CS-421-Project

Teammate 1: Aarsh Patel Net ID: 659999805

Teammate 2: Raj Mehta

Project files & functions:

sample_code_1.py:

general_scorer_gaussian_assumption:

Description: Calculates a score based on a Gaussian (normal) distribution assumption of input data. It converts a raw score (x) into a standardized score within a specified range.

Parameters: x (float): The raw score to be standardized.

mean (float): The mean of the distribution. stddev (float): The standard deviation of the distribution. min_score (int): The minimum possible score. max_score (int): The maximum possible score. reverse (bool, optional): If True, reverses the scoring direction.
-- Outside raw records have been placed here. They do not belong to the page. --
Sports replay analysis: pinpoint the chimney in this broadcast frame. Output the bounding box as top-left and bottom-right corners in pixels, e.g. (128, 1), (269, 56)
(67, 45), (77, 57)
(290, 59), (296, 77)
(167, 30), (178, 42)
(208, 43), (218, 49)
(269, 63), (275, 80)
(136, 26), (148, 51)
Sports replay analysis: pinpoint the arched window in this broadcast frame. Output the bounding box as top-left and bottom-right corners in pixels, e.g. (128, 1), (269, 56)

Returns: float: A score normalized to the specified range and clipped to ensure it remains within the min_score and max_score bounds.

Detailed Behavior:

Standardization: Converts a raw score x into a z-score using the formula (x - mean) / stddev. Normalization: Maps the z-score to a score within the specified range [min_score, max_score]. It linearly transforms z-scores between -3 and 3 to this range. Reversal Option: If reverse is set to True, the direction of scoring is inverted, making higher raw scores correspond to lower normalized scores. Clipping: Ensures the final score does not exceed the boundaries set by min_score and max_score.

count_sentences_with_spacy:

Description: Counts the number of sentences in a given text using the spacy library.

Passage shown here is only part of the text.